加工と販売で肉を生かす 農家製の熟成生ハム
取材に行った火曜日は、生肉の発送日。前日に屠畜された肉が、戻ってくる日だ。販売担当の大美浪(おおみなみ)孝志さんは、農場主・源(はじめ)さんの義理の息子にあたる。朝から夕まで豚舎で過ごす義父を、孝志さんは「子豚を一目見て体調を言い当てる」と尊敬をこめて語る。

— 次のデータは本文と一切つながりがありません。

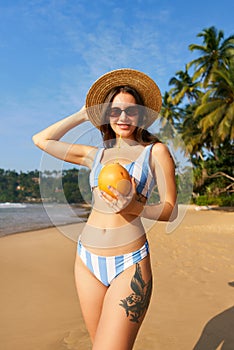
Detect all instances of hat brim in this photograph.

源さんが、豚へのこだわりを直接伝えたいと加工販売に踏み切ったのは10年前。それまで生かしきれなかったモモ肉はベーコン、ウデ肉はソーセージになり、会員制販売から広まった。「その頃、結着剤や増粘剤を使わず手づくりを貫いたから、お客様が続いているんですね」と孝志さんは言う。
~肉の生産者が自ら加工~

表面に塗って脂肪の酸化を防ぐパテは、でんぷんと塩を混ぜ合わせたもの。
最高の状態は、ふわりとチーズのような熟成香がして、スライスすると脂はクリーミー、透明感のある赤身はしっとり。舌にのせると長く広がる旨みと香りは、家族ぐるみの日々の手入れと時間が作り出す作品だ。
~売り方にもこだわり~
こうしてできた生ハムは、一本丸ごとで直接飲食店へ送られる。
「スライスしないのは、切りたてが一番おいしいから」という孝志さんは、4年前までは帯広で自動車関連の会社に勤めていたという。今は飲食店の引合いを増やすため、全国の催事で実演販売にも取り組んでいる。「右腕が筋肉痛で上がらなくなるんですよ」と笑うが、大きな骨付きハムをお客さんにアピールするのは誇らしい気持ちだ。
「ライバルが増えてもっと生ハムが身近になれば、うちの良さがもっと伝わる。ゆくゆくは、父の作るサラミのような非加熱製品に力を入れ、自分でもコッパ(肩ロースの生ハム)づくりに挑戦したい。」そう言って、孝志さんは農家の跡取りの表情になった。